# How to use Azure AutoML from a Dataiku DSS Notebook[¶](https://developer.dataiku.com/latest/tutorials/machine-learning/others/azure-ml-in-notebook-kb/index.html#how-to-use-azure-automl-from-a-dataiku-dss-notebook "Permalink to this heading")

Azure Machine Learning can be used for any kind of machine learning, from classical ML to deep learning, supervised, and unsupervised learning. Whether you prefer to write Python or R code or zero-code/low-code options such as the designer, you can build, train, and track highly accurate machine learning and deep-learning models in an Azure Machine Learning Workspace. Users can apply automated ML when they want Azure Machine Learning to train and tune a model for them using a specified target metric.

It is currently possible to leverage Azure’s AutoML capabilities from within a DSS python notebook. The following details the necessary configuration for Azure and DSS to make this integration possible, as well as a code example of how to create and deploy an Azure AutoML job from DSS.

## Configuration[¶](https://developer.dataiku.com/latest/tutorials/machine-learning/others/azure-ml-in-notebook-kb/index.html#configuration "Permalink to this heading")

### Azure side[¶](https://developer.dataiku.com/latest/tutorials/machine-learning/others/azure-ml-in-notebook-kb/index.html#azure-side "Permalink to this heading")

* Create a machine learning workspace.

* Create a storage account:

>

>

> 	+ Choose the new “StorageV2”

> 	+ Once created, go to the storage page -> Containers -> Create a container (mine is container-of-dku).

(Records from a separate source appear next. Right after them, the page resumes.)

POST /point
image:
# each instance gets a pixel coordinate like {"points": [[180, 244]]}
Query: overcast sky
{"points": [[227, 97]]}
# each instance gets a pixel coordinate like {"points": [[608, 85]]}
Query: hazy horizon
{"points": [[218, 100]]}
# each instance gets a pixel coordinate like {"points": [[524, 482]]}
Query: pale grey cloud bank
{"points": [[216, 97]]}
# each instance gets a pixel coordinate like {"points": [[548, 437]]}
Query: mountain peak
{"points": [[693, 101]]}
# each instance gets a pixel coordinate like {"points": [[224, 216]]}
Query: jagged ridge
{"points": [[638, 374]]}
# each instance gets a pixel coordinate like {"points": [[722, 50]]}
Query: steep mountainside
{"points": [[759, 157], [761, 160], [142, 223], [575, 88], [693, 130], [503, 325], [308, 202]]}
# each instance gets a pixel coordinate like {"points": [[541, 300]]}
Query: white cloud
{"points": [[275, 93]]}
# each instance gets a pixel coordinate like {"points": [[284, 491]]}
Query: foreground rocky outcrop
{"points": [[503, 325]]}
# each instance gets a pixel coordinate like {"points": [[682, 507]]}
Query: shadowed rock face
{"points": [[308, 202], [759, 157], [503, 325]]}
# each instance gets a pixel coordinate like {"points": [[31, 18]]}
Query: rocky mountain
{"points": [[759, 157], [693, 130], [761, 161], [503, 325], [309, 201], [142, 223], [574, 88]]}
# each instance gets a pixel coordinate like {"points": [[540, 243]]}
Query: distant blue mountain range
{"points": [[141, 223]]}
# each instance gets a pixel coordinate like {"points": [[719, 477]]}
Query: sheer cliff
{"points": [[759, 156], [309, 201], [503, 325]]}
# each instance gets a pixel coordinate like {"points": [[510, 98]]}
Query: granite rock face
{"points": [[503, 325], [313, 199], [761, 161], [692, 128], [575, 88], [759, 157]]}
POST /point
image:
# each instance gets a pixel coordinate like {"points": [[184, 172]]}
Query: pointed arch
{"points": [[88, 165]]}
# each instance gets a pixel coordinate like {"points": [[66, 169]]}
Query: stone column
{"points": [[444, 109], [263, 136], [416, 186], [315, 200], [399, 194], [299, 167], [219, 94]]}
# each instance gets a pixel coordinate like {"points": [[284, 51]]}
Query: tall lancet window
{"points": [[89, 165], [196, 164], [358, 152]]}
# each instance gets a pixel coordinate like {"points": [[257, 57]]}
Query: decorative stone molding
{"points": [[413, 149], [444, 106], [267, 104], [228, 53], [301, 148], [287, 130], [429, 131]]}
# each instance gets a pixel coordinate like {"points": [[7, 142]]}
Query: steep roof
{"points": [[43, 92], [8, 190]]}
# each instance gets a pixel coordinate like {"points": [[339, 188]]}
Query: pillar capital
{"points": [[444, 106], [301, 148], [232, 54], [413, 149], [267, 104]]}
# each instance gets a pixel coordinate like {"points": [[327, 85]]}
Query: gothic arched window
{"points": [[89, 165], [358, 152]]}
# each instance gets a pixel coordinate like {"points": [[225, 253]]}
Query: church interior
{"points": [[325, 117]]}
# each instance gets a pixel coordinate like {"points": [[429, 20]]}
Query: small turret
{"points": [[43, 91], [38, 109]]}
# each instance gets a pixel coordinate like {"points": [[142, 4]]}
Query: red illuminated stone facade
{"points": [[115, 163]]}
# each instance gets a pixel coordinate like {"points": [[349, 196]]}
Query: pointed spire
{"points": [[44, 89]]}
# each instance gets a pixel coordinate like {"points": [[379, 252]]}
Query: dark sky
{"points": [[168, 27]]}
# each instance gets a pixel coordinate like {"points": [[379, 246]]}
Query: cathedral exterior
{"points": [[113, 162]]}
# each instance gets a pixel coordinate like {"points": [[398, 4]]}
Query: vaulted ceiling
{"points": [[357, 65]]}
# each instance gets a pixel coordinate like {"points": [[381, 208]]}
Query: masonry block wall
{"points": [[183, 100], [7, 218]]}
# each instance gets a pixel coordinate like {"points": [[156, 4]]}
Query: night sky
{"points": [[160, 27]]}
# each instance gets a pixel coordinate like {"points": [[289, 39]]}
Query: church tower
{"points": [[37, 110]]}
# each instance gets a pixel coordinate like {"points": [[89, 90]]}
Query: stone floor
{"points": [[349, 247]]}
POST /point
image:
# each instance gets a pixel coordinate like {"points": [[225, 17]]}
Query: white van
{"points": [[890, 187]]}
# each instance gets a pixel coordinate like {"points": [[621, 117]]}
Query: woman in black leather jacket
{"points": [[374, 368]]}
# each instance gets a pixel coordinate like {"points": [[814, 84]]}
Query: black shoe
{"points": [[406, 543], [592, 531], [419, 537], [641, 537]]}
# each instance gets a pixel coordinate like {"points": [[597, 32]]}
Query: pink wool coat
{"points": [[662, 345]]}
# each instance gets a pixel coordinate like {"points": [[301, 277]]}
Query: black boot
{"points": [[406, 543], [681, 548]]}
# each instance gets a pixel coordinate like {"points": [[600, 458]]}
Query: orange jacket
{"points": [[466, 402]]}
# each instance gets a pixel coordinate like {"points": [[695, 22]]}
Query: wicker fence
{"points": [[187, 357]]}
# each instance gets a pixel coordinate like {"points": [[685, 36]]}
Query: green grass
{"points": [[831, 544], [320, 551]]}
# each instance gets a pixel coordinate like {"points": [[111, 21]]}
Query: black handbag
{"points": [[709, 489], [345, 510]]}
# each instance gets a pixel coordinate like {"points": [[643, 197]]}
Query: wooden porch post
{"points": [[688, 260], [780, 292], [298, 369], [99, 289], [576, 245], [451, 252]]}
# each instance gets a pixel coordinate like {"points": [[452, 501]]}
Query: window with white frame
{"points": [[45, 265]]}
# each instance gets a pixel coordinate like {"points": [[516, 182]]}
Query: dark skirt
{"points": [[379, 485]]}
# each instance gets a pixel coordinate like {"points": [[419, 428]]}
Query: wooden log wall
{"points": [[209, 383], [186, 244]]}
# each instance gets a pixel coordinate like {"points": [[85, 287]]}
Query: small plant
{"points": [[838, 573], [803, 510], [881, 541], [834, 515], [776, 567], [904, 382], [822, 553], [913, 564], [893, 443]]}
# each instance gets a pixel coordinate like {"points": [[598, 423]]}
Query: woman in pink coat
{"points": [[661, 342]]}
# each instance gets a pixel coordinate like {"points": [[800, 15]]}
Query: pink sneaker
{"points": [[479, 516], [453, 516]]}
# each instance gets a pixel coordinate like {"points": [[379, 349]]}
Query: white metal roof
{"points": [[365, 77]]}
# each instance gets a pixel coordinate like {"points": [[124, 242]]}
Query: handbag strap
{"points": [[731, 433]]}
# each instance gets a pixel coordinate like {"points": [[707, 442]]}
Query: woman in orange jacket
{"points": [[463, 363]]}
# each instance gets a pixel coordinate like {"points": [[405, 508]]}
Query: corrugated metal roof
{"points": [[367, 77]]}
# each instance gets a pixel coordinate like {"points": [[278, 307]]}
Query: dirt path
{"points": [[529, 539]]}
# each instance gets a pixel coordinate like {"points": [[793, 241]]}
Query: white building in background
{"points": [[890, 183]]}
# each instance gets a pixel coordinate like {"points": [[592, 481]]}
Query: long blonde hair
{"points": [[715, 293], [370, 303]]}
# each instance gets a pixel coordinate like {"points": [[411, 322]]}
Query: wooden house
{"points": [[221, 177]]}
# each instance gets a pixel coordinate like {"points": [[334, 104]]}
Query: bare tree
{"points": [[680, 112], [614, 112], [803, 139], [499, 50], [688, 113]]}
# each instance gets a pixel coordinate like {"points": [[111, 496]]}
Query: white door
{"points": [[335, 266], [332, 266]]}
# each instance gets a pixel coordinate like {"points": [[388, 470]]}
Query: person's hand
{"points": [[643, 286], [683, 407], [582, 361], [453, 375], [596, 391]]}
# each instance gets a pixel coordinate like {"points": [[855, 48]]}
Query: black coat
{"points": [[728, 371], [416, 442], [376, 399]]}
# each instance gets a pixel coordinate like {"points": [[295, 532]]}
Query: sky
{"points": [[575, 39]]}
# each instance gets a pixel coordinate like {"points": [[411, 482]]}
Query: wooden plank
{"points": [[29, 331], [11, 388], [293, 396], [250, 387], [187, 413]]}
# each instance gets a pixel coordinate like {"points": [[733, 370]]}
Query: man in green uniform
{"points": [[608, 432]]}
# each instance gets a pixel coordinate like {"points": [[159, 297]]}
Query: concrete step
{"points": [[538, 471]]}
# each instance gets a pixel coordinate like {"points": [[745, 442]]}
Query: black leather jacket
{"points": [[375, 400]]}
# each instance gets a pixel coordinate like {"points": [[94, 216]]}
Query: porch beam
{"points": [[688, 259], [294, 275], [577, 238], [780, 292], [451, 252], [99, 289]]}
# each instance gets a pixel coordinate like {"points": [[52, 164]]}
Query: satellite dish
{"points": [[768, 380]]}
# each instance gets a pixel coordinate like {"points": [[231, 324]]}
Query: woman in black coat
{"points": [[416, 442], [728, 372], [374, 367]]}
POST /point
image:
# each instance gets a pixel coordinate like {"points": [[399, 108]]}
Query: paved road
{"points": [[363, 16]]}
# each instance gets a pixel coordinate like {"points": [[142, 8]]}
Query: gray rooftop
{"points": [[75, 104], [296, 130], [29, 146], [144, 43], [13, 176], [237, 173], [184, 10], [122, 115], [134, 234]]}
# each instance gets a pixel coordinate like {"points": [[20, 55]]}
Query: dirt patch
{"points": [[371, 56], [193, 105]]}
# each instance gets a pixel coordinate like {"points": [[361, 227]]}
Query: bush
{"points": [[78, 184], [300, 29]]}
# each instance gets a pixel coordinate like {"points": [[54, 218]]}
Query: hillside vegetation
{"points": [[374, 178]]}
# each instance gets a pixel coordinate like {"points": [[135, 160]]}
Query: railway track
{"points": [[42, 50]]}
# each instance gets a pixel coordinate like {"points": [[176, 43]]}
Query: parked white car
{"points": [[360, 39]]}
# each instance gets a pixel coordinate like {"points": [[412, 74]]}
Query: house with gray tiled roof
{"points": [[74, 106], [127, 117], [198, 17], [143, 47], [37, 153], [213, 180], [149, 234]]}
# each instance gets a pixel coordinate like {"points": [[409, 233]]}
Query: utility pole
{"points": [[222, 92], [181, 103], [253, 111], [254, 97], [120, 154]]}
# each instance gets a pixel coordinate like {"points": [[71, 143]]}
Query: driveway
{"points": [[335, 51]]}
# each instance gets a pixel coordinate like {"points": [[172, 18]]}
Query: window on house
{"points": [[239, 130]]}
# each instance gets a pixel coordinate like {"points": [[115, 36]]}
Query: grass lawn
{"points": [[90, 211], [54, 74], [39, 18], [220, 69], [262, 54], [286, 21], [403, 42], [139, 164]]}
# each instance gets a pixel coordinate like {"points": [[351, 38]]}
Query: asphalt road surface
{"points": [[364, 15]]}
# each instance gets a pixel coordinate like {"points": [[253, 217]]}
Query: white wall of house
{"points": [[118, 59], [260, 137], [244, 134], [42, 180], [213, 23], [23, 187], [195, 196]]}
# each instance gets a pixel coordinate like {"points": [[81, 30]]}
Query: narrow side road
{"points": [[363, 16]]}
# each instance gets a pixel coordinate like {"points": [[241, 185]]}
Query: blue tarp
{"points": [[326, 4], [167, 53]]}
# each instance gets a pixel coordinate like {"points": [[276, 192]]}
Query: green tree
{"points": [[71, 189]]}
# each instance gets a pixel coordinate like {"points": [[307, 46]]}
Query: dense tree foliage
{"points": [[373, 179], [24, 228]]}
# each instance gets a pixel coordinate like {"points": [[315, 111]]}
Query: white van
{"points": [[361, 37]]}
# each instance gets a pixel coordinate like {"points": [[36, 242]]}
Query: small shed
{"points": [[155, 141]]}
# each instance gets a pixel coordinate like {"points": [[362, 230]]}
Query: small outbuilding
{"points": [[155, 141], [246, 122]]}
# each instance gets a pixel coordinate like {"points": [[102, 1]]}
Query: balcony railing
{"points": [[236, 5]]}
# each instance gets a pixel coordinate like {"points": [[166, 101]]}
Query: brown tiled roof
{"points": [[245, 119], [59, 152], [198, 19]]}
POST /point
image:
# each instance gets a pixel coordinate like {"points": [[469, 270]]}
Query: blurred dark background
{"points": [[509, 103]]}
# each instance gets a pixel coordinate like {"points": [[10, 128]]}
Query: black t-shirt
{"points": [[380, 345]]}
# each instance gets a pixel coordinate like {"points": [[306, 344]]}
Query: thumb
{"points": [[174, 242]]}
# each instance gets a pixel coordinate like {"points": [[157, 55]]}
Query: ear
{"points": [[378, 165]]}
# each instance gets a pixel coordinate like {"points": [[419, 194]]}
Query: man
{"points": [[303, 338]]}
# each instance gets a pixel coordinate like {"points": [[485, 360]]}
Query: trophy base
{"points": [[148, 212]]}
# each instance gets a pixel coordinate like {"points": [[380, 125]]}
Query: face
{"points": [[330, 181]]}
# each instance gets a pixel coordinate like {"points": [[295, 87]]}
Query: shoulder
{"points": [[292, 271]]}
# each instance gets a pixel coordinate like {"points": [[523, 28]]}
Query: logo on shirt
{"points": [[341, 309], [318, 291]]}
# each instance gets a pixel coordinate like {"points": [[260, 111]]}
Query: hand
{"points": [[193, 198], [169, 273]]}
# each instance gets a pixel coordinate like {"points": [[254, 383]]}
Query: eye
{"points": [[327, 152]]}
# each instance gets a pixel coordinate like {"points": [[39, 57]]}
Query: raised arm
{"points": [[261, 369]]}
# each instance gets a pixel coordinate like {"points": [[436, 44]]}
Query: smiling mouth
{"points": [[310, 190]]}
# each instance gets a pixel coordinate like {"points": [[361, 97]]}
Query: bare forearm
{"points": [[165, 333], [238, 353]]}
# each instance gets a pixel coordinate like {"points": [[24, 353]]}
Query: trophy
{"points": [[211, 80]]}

This will be the container used by DSS.

>

### Dataiku DSS side[¶](https://developer.dataiku.com/latest/tutorials/machine-learning/others/azure-ml-in-notebook-kb/index.html#dataiku-dss-side "Permalink to this heading")

* Create the new connection to the storage that we just created:

>

>

> 	+ Access Key can be found on the portal UI when going to your storage page -> Access Key.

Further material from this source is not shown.